Im neuen Buch von Barbi Marković wird eine Autorin namens Mini als ständig schreibend dargestellt. Mittels fünf Werkstationen arbeitet sie an mehreren Projekten gleichzeitig. Möglich, dass Marković sich damit – leicht übertrieben – selbst zeichnet, denn die Autorin scheint mit Lesungen und Publikationen derzeit omnipräsent. Minihorror erzählt vom Alltag eines Paars, Mini und Miki, in einzelnen, autobiografisch grundierten Kapiteln, die mit Horrorvorlagen vermengt werden. Jeden Moment kann das Banale ins Unheimliche kippen, unvermutet lösen sich Wirklichkeitsebenen und Körpergrenzen auf. Oder es gelingt den Figuren, noch rechtzeitig das Schlimme zu verhindern: »Die Kunst besteht darin, den Moment kurz vor der Katastrophe zu erkennen.«
Marković spielt mit dem Horrorgenre, durchkreuzt Erwartungshaltungen, erzählt filmisch in der Art von Serien auf Netflix und bleibt bei ihrem Prinzip, jeden Anschein von Bildungsbürgerlichkeit zu vermeiden, was sich auch in einer gewollt einfachen Sprache widerspiegelt. Ironie, Humor, Lakonie und Erfindungsreichtum machen die einzelnen Kapitel zur anregenden Lektüre. Auffällig ist diesmal die Abkehr von der migrantischen Herkunftsperspektive. Das Festgelegtwerden darauf wird in einem Text sogar vehement zurückgewiesen, obwohl Marković in der Vergangenheit durchaus damit gespielt hat, so in ihrem letzten Roman Die verschissene Zeit über zeitreisende Teenager in den 90er-Jahren in Belgrad. Doch man muss nicht dauernd die Faszination der Westler für Jugoslawien-Folklore bedienen.
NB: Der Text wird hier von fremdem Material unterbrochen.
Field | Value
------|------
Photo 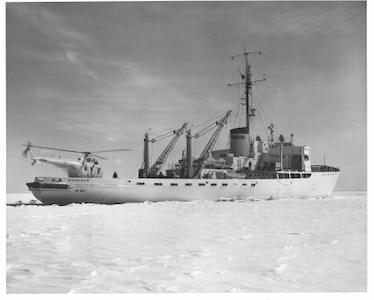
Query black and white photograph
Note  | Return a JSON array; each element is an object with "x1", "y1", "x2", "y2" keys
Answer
[{"x1": 3, "y1": 1, "x2": 369, "y2": 300}]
Diesmal lassen die Namen der Protagonisten sogar auf Figuren aus Disney-Comics schließen, die ja über verschiedene Medien Westen und Osten verbunden haben. Mäuseohren auf dem Cover des Buches erlauben solche Rückschlüsse. Andererseits ist der Name Mini eine Abkürzung von Minerva, Göttin des Wissens, und einige Lebensweisheiten sind in diesen Geschichten auch zu entdecken. Überzeugend an Minihorror ist vor allem der partizipative Teil, das sogenannte Bonusmaterial. Neben einer Spielanleitung, wie es sie schon beim Roman Die verschissene Zeit gab, gibt es kurze Plots, mit witzigen Zeichnungen versehen, die es Leserinnen ermöglichen, eigene Mini-Miki-Horror-geschichten zu entwerfen, wie zum Beispiel: »Im neuen Haus hören Miki und Mini ständig jemanden kauen. Es stellt sich heraus, es ist das Haus selbst.« Oder: »Mini hält einen Vortrag über Klasse in der Literatur, im Publikum sitzen ausschließlich Erb:innen.« Dieses Prinzip erinnert ein wenig an Jugendbücher, in denen es an Kreuzungspunkten verschiedene Wahlmöglichkeiten gibt, Geschichten weiterzuerzählen.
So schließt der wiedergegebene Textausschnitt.